Slowly but surely Pantani became the scapegoat of a sport buckling under the pressure of high-level police investigations and a chain of doping scandals. The Italian found himself in the dock in a series of court appearances for sporting fraud. He was cleared of the charges after four years of investigations, but the damage - both to his reputation and his own fragile character - had been done.

Every January, Pantani would state with an increasing lack of conviction and credibility that he could still win the Tour de France.
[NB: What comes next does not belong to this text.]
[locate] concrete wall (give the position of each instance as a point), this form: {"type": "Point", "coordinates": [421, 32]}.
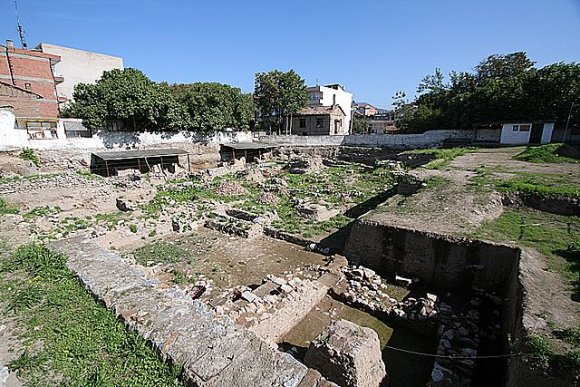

But the seasons passed with Pantani regularly finishing long after the main peloton of riders had ended the day's racing, an increasingly isolated and obscure figure for all but the ever-loyal Italian tifosi, who regularly mobbed him at races.

The ultimate insult to his pride came in 2003, when Pantani was denied admittance to the Tour, ostensibly because his team, Mercatone Uno, was second division and therefore in too low a category to take part, but it was a convenient means for the organisers of avoiding any potential scandal. The irony that he had been publicly thanked by them for saving the event in 1998 was not lost on anyone, least of all Pantani.

Outside the sport, things hardly went better. Pantani wrote off a series of cars, began an unsavoury night-life and split up from his long-standing Danish girlfriend. He took 14th place overall in the 2003 Giro last May but it was becoming increasingly clear that his career was all but over.

Last summer Pantani booked himself into a clinic for depresson, 15kg overweight. His last public statements were made five months ago, when - in typically vivid language - he told tifosi that "I have to return [to racing] to write one last chapter of my book, my own story, which I have left abandoned for so long."